The evaluation dataset contains 600 human-written prompts, including 300 safety-neutral prompts and 300 red-teaming prompts. The 300 red-teaming prompts are constructed based on 12 harmful categories. These prompts will not appear in the training set and are reserved for researchers to generate videos for model evaluation.
For more information, please refer to Hugging Face Page: PKU-Alignment/SafeSora-Eval.
The dataset is available on the Hugging Face Datasets Hub. A recommended way to download is using huggingface cli:
# Multi-label Classification Dataset: SafeSora-Label
huggingface-cli download --repo-type dataset --local-dir-use-symlinks False --resume-download PKU-Alignment/SafeSora-Label --local-dir ./SafeSora-Label
# Human Preference Dataset: SafeSora
huggingface-cli download --repo-type dataset --local-dir-use-symlinks False --resume-download PKU-Alignment/SafeSora --local-dir ./SafeSora
# Evaluation Dataset: SafeSora-Eval
huggingface-cli download --repo-type dataset --local-dir-use-symlinks False --resume-download PKU-Alignment/SafeSora-Eval --local-dir ./SafeSora-Eval
The downloaded data mainly consists of two parts: config-train.json.gz
and config-test.json.gz
are the data configurations, and videos.tar.gz
is the compressed package of videos. Please unzip the package before use.
tar -xzvf video.tar.gz
Each data point in the dataset includes a user prompt, the potential harmful category of the user prompt, a generated video, and the annotation results of the harmful category for the Text-Video pair. In the config, the video will include a video_path
pointing to its relative location in the videos folder. This relative location follows a fixed rule: videos/prompt_id/video_id
.
Note: The videos.tar.gz
file in the SafeSora-Label and SafeSora preference datasets is the same, so if you have previously downloaded videos.tar.gz
, you can use the same video folder and only need to download the config files separately.
We also provide a script to quickly return a Torch Dataset class:
from safe_sora.datasets import VideoDataset, PairDataset, PromptDataset
# Multi-label Classification Dataset
label_data = VideoDataset.load("path/to/config", video_dir="path/to/video_dir")
# Human Preference Dataset
pref_data = PairDataset.load("path/to/config", video_dir="path/to/video_dir")
# Evaluation Dataset
eval_data = PromptDataset.load("path/to/config", video_dir="path/to/video_dir")

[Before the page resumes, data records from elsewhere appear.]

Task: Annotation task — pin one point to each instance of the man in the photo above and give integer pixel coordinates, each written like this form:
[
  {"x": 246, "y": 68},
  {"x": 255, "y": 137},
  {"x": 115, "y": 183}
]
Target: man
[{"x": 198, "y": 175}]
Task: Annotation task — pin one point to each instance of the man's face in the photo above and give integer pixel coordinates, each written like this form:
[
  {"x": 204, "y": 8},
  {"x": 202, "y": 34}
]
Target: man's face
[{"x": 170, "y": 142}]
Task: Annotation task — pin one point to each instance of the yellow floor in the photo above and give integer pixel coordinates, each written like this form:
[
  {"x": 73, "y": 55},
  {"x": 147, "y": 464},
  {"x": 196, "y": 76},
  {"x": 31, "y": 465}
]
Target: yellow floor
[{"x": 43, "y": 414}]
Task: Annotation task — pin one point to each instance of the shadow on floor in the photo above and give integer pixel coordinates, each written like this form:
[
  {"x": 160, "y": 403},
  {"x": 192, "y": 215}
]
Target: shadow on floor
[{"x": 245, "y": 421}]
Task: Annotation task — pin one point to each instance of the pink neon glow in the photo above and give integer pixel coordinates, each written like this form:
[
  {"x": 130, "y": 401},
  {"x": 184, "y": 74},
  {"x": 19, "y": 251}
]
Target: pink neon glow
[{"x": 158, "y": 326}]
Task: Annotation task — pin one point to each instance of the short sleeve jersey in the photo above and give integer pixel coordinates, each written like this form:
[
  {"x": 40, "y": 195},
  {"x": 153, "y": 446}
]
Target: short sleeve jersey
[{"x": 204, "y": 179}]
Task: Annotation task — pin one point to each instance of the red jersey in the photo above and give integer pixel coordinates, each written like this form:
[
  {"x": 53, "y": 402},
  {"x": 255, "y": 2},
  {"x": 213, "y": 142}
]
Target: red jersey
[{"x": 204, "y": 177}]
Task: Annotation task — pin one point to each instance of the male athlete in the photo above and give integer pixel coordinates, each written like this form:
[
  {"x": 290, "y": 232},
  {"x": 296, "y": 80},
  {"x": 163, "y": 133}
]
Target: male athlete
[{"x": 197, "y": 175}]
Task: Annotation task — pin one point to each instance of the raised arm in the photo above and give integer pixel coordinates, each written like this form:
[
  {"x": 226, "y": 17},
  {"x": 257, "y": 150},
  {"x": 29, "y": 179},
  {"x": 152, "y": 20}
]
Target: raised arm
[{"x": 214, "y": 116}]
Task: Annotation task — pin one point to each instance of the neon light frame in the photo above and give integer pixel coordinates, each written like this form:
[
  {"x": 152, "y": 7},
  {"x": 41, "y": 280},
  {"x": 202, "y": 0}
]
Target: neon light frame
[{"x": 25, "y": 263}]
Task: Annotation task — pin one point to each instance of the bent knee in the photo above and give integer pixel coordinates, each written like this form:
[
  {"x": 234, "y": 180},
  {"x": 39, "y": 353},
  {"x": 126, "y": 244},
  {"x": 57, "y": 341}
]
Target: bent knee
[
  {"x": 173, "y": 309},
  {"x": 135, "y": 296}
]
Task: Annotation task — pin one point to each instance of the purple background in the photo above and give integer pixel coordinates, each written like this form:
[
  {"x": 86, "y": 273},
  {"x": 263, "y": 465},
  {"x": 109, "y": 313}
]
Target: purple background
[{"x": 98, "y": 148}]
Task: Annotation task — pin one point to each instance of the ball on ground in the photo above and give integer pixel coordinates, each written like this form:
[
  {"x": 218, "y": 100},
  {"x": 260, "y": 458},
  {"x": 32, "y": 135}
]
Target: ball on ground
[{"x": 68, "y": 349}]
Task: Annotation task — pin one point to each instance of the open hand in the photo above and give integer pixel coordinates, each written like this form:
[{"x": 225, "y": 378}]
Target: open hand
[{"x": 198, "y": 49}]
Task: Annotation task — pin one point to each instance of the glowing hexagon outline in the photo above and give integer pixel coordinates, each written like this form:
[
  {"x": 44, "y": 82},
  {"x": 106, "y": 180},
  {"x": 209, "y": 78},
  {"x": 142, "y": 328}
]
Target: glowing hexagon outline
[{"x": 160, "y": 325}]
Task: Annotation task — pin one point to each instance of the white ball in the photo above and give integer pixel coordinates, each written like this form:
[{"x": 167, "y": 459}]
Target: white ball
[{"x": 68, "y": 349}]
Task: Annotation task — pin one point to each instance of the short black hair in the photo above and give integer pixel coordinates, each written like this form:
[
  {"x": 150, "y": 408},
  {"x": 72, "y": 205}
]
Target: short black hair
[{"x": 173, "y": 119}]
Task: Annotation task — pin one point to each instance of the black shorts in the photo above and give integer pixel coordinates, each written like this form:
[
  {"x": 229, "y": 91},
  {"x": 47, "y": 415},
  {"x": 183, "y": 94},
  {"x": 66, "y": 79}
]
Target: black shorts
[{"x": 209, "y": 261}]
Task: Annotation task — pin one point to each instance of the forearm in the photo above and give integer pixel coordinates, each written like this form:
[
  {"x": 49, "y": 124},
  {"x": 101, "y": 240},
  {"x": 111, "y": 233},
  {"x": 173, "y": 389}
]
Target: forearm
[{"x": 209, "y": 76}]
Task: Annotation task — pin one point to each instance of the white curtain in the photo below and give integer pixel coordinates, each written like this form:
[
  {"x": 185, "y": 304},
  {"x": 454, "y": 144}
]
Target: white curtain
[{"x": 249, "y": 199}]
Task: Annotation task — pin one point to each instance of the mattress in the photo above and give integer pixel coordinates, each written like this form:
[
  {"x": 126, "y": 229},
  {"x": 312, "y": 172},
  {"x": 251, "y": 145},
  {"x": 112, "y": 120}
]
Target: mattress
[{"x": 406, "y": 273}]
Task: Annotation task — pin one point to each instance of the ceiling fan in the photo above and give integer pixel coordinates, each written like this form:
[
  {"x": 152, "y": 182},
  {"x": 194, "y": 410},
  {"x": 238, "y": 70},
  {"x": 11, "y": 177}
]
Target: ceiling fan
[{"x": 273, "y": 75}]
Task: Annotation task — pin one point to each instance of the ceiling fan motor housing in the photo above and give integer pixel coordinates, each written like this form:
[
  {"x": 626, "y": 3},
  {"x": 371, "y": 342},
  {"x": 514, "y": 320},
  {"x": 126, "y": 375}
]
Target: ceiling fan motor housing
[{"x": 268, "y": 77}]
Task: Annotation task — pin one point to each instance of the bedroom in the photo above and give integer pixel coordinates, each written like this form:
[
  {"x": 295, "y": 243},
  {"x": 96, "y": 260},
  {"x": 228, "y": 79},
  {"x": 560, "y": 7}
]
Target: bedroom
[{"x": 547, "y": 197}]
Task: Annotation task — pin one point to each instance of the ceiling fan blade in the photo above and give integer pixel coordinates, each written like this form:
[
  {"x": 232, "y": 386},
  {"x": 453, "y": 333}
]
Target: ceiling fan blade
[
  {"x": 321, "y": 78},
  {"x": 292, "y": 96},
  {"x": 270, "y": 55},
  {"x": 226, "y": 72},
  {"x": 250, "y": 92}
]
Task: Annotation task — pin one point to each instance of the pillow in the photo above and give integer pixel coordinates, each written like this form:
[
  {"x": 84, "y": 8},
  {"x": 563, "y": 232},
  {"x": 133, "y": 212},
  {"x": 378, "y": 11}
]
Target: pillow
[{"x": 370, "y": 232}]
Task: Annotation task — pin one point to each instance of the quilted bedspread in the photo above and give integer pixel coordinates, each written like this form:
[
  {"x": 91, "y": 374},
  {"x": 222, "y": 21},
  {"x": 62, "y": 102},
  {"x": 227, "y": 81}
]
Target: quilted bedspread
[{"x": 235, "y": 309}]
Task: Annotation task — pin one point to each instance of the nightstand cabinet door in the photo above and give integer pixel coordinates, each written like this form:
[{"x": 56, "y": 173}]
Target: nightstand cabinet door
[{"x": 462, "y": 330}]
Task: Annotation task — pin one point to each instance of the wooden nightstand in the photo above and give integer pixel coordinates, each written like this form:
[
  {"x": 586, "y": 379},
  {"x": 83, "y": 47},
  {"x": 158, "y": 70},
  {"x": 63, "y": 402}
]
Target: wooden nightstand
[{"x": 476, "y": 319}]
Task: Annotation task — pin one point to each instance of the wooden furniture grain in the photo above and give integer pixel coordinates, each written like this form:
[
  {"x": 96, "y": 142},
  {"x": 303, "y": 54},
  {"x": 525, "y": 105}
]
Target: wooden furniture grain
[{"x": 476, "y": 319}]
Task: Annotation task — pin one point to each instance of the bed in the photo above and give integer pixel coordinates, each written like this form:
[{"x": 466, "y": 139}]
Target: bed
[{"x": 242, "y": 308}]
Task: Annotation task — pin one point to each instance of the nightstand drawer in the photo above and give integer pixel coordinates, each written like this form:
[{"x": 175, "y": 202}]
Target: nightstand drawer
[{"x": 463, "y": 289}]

If you find the SafeSora dataset family useful in your research, please cite the following paper:
@misc{dai2024safesora,
title={SafeSora: Towards Safety Alignment of Text2Video Generation via a Human Preference Dataset},
author={Josef Dai and Tianle Chen and Xuyao Wang and Ziran Yang and Taiye Chen and Jiaming Ji and Yaodong Yang},
year={2024},
eprint={2406.14477},
archivePrefix={arXiv},
primaryClass={id='cs.CV' full_name='Computer Vision and Pattern Recognition' is_active=True alt_name=None in_archive='cs' is_general=False description='Covers image processing, computer vision, pattern recognition, and scene understanding. Roughly includes material in ACM Subject Classes I.2.10, I.4, and I.5.'}
}
SafeSora dataset and its family are released under the CC BY-NC 4.0 License. The code is released under Apache License 2.0.